Julia Kristeva
Post-scriptum du « cas Kristeva »
par Koprinka Tchervenkova
Avant d’en arriver au post-scriptum, je dois tout d’abord entrer
dans le vif du sujet. Le vendredi 30 mars, j’ai été invitée par la radio
nationale à commenter la publication du dossier secret de Julia Kristeva. Voilà
en résumé ce que j’ai déclaré à l’antenne :
- premièrement, ce cas est une
farce et il constitue le énième échec de la Commission dite des dossiers, mais
surtout, de la loi médiocre qu’elle applique ;
- ce qui a été publié ne prouve
qu'une chose et c'est la stratégie personnelle de Kristeva visant à épargner
aux membres de sa famille restés en Bulgarie les ennuis qui les menaçaient. Car
si elle avait été qualifiée d’« émigrée définitive », d’ennemie du
peuple, et j’en passe, les complications pour ses proches auraient été
inévitables. Au nom de sa famille, elle a essayé d’entretenir, avec les
autorités bulgares, des relations correctes que l’on pourrait qualifier de tout
sauf de collaboration d’agent ;
- tout cela crève les yeux,
même au lecteur non prévenu. Mais visiblement pas aux membres de la commission.
Les conversations mondaines et les comptes rendus de la presse française que
Kristeva « file » aux services secrets bulgares sont qualifiés par
les membres de la commission de « renseignements d’agent ».
- et tout cela est arrivé car
un certain flic du Deliorman, Evtim Kostadinov, et sa société affiliée sont devenus
arrogants au point de vouloir frimer en Europe car la Bulgarie ne leur livre
plus un terrain qui soit à la mesure de leurs ambitions ;
- au final, j’ai exprimé mon
espoir que le scandale suscité par la publication du dossier secret de Julia
Kristeva débouche un jour sur quelque chose de positif : que cette loi
soit enfin déchirée et jetée dans la poubelle la plus proche. Et que l’on pense
(si jamais il y a encore quelqu’un qui pense dans ce pays) à fonder un Institut
de la Mémoire où travailleraient des gens sérieux et non des clones d’Evtim Kostadinov et des
actuels membres de la commission.
Telles furent, en somme, les grandes lignes de mon
intervention à la radio. Venons-en à présent au post-scriptum.
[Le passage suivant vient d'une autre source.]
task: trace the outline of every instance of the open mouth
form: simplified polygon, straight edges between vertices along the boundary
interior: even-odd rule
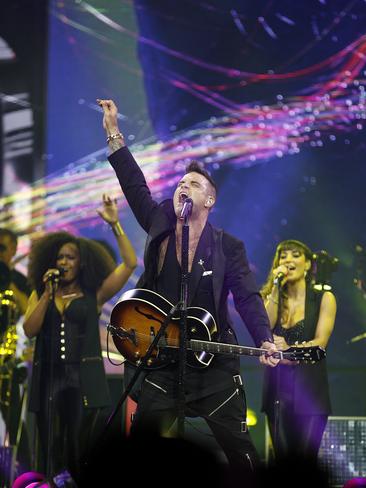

La publication de ces dossiers, en plus d’avoir profondément
satisfait l’esprit provincial de la « cabale » locale en lui
fournissant un terrain pour ses exercices amateurs sur la biographie de
Kristeva, a eu une retombée extrêmement importante : elle a dévoilé les
mécanismes, les principes – ou plutôt l’absence de principes – de
travail de la commission. Elle a démasqué le volontarisme des jugements et la
perte de toute sensibilité à l’endroit de chaque cas individuel. Elle a montré
la façon dont quelques personnes choisies au hasard décident qui devrait être
exposé au grand jour et qui non. Et cela nous incite à nous demander combien de
décisions aussi irresponsables et dangereuses ont été prises, jetant l’opprobre
sur la vie de nombreuses personnes.
C’est pourquoi je vais le répéter encore une fois :
cette loi est à mettre à la poubelle comme la commission tout entière.
Koprinka Tchervenkova
Kultura, n°13 du
6 avril 2018
Koprinka Tchervenkova est rédactrice en chef de
l’hebdomadaire bulgare Kultura.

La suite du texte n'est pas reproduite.